Derrière Findus, les PAT
Ça fait du bien de rire. En ce moment, pour ça, (naturellement) il y a Findus ! Entre le faux pa-cka-ging de lasagnes sur lequel s’invite le Petit Poney, la parodie de publicité pour Krys montrant un cheval chaussé de lunettes devant le slogan « Avant j’étais un bœuf » et la fausse campagne de pub prêtant à Findus l’affirmation que le groupe est « très à cheval sur la provenance de ses ingrédients », l’affaire du canasson roumain recyclé n’a pas fini de susciter les moqueries.
On rit parce qu’il est difficile d’en pleurer : le problème est tellement étendu que plus personne ne songe à s’étonner. Moi aussi je ris quand je lis encore dans une boucherie que « tout est bon dans le cochon »… sachant comment sont fabriquées nos charcuteries « traditionnelles ». Mais ne rit-on pas aussi un peu pour oublier tout ce qui se trame de plus grave à la Commission européenne ? Couverte par toute cette agitation autour de la viande mal étiquetée, celle-ci vient ainsi de ré-autoriser les farines animales dans l’alimentation des poissons.
Bannies à la faveur de la crise de la vache folle, ces farines (ou protéines animales transformées, PAT), moins chères que les farines de poisson, doivent permettre de relancer le secteur de la pisciculture. Un argument qui, même si notre pays dit non à ce retour en arrière, aura du mal à ne pas séduire certains éleveurs qui voudront être concurrentiels face à leurs voisins européens. Le poisson étant largement importé, il va être difficile également pour le consommateur de s’y retrouver. Enfin et surtout, vu la transparence de la filière animale, ce n’était pas du tout le moment de réintroduire un maillon de plus dans la chaîne.
La Commission, pour le coup, est-elle sérieuse quand elle ose nous assurer que « la traçabilité [des PAT] sera exigée tout au long de la chaîne d’alimentation » ? À moins de vouloir nous faire rire, comment établir une traçabilité sur des sous-produits retraités quand on n’est même plus capable de reconnaître de la viande ?

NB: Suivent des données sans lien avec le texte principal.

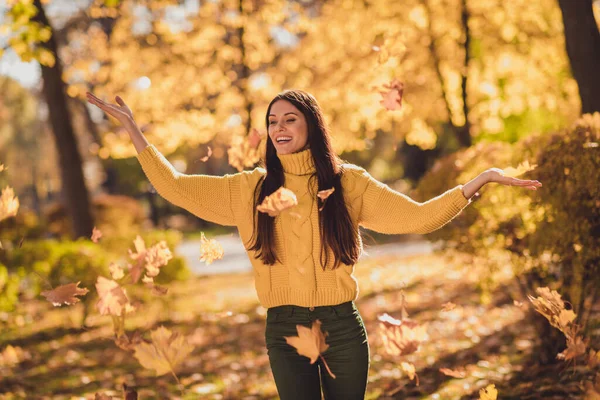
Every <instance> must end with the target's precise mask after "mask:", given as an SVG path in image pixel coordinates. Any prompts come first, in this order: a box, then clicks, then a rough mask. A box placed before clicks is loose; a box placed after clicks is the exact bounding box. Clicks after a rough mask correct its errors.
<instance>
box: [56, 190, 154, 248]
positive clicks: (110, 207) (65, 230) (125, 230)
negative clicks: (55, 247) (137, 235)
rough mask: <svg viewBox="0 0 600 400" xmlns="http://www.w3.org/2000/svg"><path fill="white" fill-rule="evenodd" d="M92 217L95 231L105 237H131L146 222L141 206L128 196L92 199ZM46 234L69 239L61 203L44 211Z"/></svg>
mask: <svg viewBox="0 0 600 400" xmlns="http://www.w3.org/2000/svg"><path fill="white" fill-rule="evenodd" d="M92 213H93V215H94V220H95V222H96V227H97V228H98V229H100V230H101V231H102V233H103V234H104V235H105V236H106V237H111V236H123V235H128V234H133V233H134V232H137V231H139V230H140V229H141V227H142V224H143V223H144V221H146V213H145V211H144V208H143V207H142V206H141V204H140V203H139V202H138V201H137V200H136V199H134V198H132V197H129V196H120V195H109V194H101V195H98V196H95V197H94V198H93V199H92ZM45 219H46V224H47V226H46V230H47V232H48V233H51V234H53V235H55V236H58V237H61V238H69V237H71V225H70V223H69V219H68V217H67V215H66V213H65V209H64V206H63V205H62V204H61V203H55V204H53V205H51V206H48V207H47V208H46V210H45Z"/></svg>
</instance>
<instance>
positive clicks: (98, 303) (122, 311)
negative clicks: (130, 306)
mask: <svg viewBox="0 0 600 400" xmlns="http://www.w3.org/2000/svg"><path fill="white" fill-rule="evenodd" d="M96 291H97V292H98V297H100V300H98V302H97V303H96V308H97V309H98V312H100V314H102V315H107V314H110V315H116V316H120V315H121V313H122V312H123V311H124V310H125V311H126V312H127V307H126V306H127V305H129V306H131V305H130V304H129V299H128V298H127V294H126V292H125V289H123V288H122V287H121V286H119V284H118V283H117V282H115V281H113V280H110V279H106V278H104V277H102V276H99V277H98V280H97V281H96Z"/></svg>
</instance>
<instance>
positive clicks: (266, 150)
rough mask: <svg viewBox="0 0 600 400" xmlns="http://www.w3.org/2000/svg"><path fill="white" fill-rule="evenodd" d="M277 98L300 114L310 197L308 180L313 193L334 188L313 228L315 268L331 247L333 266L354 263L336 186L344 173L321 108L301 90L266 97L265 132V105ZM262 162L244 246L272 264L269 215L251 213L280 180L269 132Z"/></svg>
mask: <svg viewBox="0 0 600 400" xmlns="http://www.w3.org/2000/svg"><path fill="white" fill-rule="evenodd" d="M278 100H286V101H289V102H290V103H292V104H293V105H294V106H295V107H296V108H297V109H298V110H300V111H301V112H302V114H304V117H305V119H306V124H307V128H308V145H309V147H310V150H311V153H312V158H313V161H314V164H315V169H316V171H315V173H313V174H312V175H311V176H310V178H309V179H310V181H309V188H310V190H311V195H312V196H314V197H316V193H312V188H313V184H312V183H313V182H314V181H313V180H314V179H317V182H318V186H317V187H318V190H319V191H320V190H325V189H330V188H332V187H334V188H335V191H334V192H333V193H332V194H331V195H330V196H329V197H328V198H327V201H326V202H325V205H324V207H323V209H322V210H321V211H319V232H320V235H321V243H322V246H321V255H320V260H319V261H320V262H321V267H322V268H323V269H325V268H326V266H327V265H328V264H329V255H330V254H329V253H330V252H329V251H328V250H329V249H331V250H332V251H333V255H334V257H335V263H334V266H333V268H334V269H335V268H337V267H339V263H340V261H341V262H343V263H344V264H346V265H354V264H355V263H356V262H357V261H358V257H359V256H360V238H359V236H358V234H357V232H356V230H355V228H354V227H353V225H352V220H351V218H350V214H349V213H348V209H347V207H346V203H345V202H344V192H343V188H342V184H341V178H342V175H343V174H344V169H343V167H342V165H341V164H342V160H341V159H340V158H339V157H338V156H337V155H336V154H335V152H334V151H333V147H332V145H331V140H330V133H329V129H328V127H327V125H326V123H325V119H324V117H323V112H322V111H321V107H320V106H319V104H318V102H317V100H316V99H315V98H314V96H313V95H311V94H310V93H307V92H304V91H302V90H286V91H284V92H282V93H279V94H278V95H277V96H275V98H274V99H273V100H271V103H269V107H268V108H267V113H266V116H265V124H266V126H267V132H268V130H269V113H270V111H271V106H272V105H273V104H274V103H275V102H276V101H278ZM263 164H264V165H263V166H264V168H265V169H266V170H267V173H266V175H265V176H264V177H262V178H261V180H260V181H259V182H258V184H257V185H256V188H255V190H254V196H253V198H254V207H253V209H254V212H255V218H254V219H253V220H254V231H253V234H252V238H251V239H250V241H251V242H253V243H252V245H251V247H250V248H249V249H250V250H254V251H257V255H256V258H260V259H261V260H262V262H263V263H264V264H267V265H273V264H275V261H276V260H277V261H279V262H281V260H280V259H279V257H277V255H276V254H275V235H274V221H275V218H274V217H271V216H269V215H268V214H265V213H261V212H258V211H256V207H257V206H258V205H259V204H261V203H262V201H263V200H264V198H265V197H266V196H268V195H270V194H272V193H273V192H275V191H276V190H277V189H278V188H280V187H281V186H283V185H284V184H285V176H284V173H283V172H284V171H283V166H282V165H281V161H280V160H279V157H277V151H276V150H275V146H274V145H273V141H272V140H271V138H270V137H269V135H267V150H266V156H265V157H264V161H263ZM258 191H260V192H258ZM257 192H258V196H257ZM317 201H320V200H317ZM256 214H258V215H256ZM256 217H257V218H256ZM257 224H258V226H257Z"/></svg>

L’opacité des étiquetages et, d’une façon générale, de notre alimentation transformée (congelée, réchauffée, hachée, recyclée, stérilisée, recuite…) n’est pas si grave concernant une simple confusion entre deux animaux (ou entre deux poissons puisqu’aux États-Unis, une étude vient de révéler que 59 % du thon consommé n’est pas du thon…) En revanche, elle l’est bien plus au regard de tout ce qu’elle permet aux industriels de faire passer dans nos assiettes. Du thon au porc, cela fait bien longtemps qu’on ne sait plus qui manque quoi, et qu’on ne sait plus qui accuser de fraude !
Dans ce contexte, rappelons que le bio, en même temps qu’il apparaît comme une alternative possible (cette année, tous les grands quotidiens lui ont consacré leur une pour saluer l’ouverture du Salon de l’agriculture) est lui aussi menacé. Parce que le lobbying bat son plein à Bruxelles.
Ne soyons pas dupes du récent sondage mis en place par le commissaire à l’Agriculture. Au vu de la formulation des questions, il pourrait bien servir de base à de nouveaux compromis sur la certification bio… « Vérifier l’absence de résidus de pesticides dans tous les produits bio augmenterait les coûts de production, et donc le prix de ces aliments. Faudrait-il quand même rendre cette mesure obligatoire ? »
Il faut bien sûr répondre à ces questions, mais, comme le rappelle une lectrice de Bio Info sur notre page Facebook, n’oublions pas « que les producteurs se sont mobilisés en masse […] contre la loi qui voulait faire passer la part d’OGM dans le bio à 0,9 % du contenu et que malgré cela, [cette loi] est passée ».
Face aux autorités qui ne manquent pas de sens comique, essayons, nous, de garder notre sérieux.